An einen Prozess vor fast zehn Jahren erinnert er sich noch genau. Damals wurde ein Familienvater, der beruflich eine leitende Position hatte, von seiner 18-jährigen Tochter des sexuellen Missbrauchs bezichtigt. Das Gericht schaltete einen Sachverständigen ein, welcher die Tochter für glaubwürdig hielt. Ein zweiter Fachmann wurde befragt. Er teilte mit, dass das erste Gutachten zwar nicht gut, im Ergebnis aber richtig sei. Der Vater wurde auf dieser Grundlage zu einer Haftstrafe verurteilt. Später kam es zu einer erneuten Prüfung vor Gericht, bei der Winckler um einen Befund zu den beiden Gutachten gebeten wurde. Er zog andere Schlüsse als seine Kollegen und hielt die Aussagen des Mädchens für weniger glaubhaft. Am Ende wurde der Angeklagte freigesprochen. Ist er wirklich unschuldig?
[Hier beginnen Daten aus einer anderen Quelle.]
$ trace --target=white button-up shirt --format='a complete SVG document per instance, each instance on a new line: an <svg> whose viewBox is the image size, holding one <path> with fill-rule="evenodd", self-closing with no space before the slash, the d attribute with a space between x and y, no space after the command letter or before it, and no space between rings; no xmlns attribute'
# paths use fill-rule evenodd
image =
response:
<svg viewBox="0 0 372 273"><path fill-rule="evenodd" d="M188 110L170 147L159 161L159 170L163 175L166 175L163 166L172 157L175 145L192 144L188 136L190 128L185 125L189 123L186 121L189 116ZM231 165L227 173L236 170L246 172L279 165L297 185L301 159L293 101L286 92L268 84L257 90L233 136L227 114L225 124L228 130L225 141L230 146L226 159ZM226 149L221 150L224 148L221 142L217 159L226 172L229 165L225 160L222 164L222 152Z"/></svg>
Winckler kann es nicht sagen. "Auch damit muss man leben."

Es ist schwer genug, damit zu leben. Janosch, der Lastwagenfahrer, schreibt Brief um Brief, in dem er seine Unschuld beteuert. Vielleicht tut er es wider besseres Wissen. Manchmal besucht ihn seine Frau mit dem kleinen Igor im Gefängnis. Jelena hat ihm gesagt, dass Papa nicht mehr nach Hause kommt, weil er viel arbeiten muss. Sie will nicht, dass er die Wahrheit erfährt. Wenn Igor ins Gefängnis zu seinem Vater darf, streckt er die Hände an der Pforte für den Sicherheitscheck nach oben. Der Junge glaubt, dass sein Papa einen wichtigen Job hat in diesem vergitterten Haus.

Jelena lebt mit Igor in einer Wohnung, in der ein Zimmer frei ist. Dort hat früher Maria geschlafen, die geflüchtete Tochter. Nichts erinnert mehr an sie. Die Mutter hat die Poster abgehängt und auch Marias Bilder aus dem Regal genommen. Sie liegen jetzt in einer Schublade. Jelena hat sich entschieden - für die Version ihres 14 Jahre älteren Ehemanns. Kann sie sich wirklich sicher sein? Eine Frau spüre so etwas, sagt sie, und weiß wohl, dass es viele Frauen gibt, die es eben nicht gespürt haben.

Es gibt Geschichten, denen fehlt die Auflösung


Jelena hat Angst vor dem, was kommt. Vor den fünf Jahren, die Janosch vielleicht noch sitzen muss. Im deutschen Strafrecht ist es so, dass geständige Täter nach zwei Drittel einer zu verbüßenden Strafe entlassen werden können. Wenn Janosch gestehen und im Gefängnis eine Therapie machen würde, wäre er vielleicht in zwei bis drei Jahren frei. Seine Frau hat keine Ahnung, wie es weitergeht. Sie hat eine Tochter verloren und einen Mann, dem sie vertraut, obwohl sie nicht leugnen kann, dass manches gegen ihn spricht. Wenn er zurückkommt, wird Janosch wahrscheinlich fast 60 sein. "Er bekommt in dieser Gesellschaft keine Chance mehr", sagt sie.

Maria, die Tochter, lebt weit weg, in Freiheit und doch irgendwie gefangen. Manchmal denkt sie noch an ihre Mutter, die für sie nicht mehr ist, was sie war. Maria kann nicht verstehen, dass Jelena noch immer hinter Janosch steht. "Liebe hat ihre Grenzen", sagt Maria. "Es tut mir leid für meine Mutter." Maria hat ein neues Leben begonnen, aus dem ihr altes langsam verschwindet. Sie muss noch 5000 Euro an Schulden aus Verträgen abstottern, die ihr Stiefvater in ihrem Namen abgeschlossen hatte.

Es gibt Geschichten, denen fehlt die Auflösung. Diese ist so eine. Irgendwann urteilt das Gericht über Jörg, den Wettermann. Und es wird dabei keinen Gewinner geben.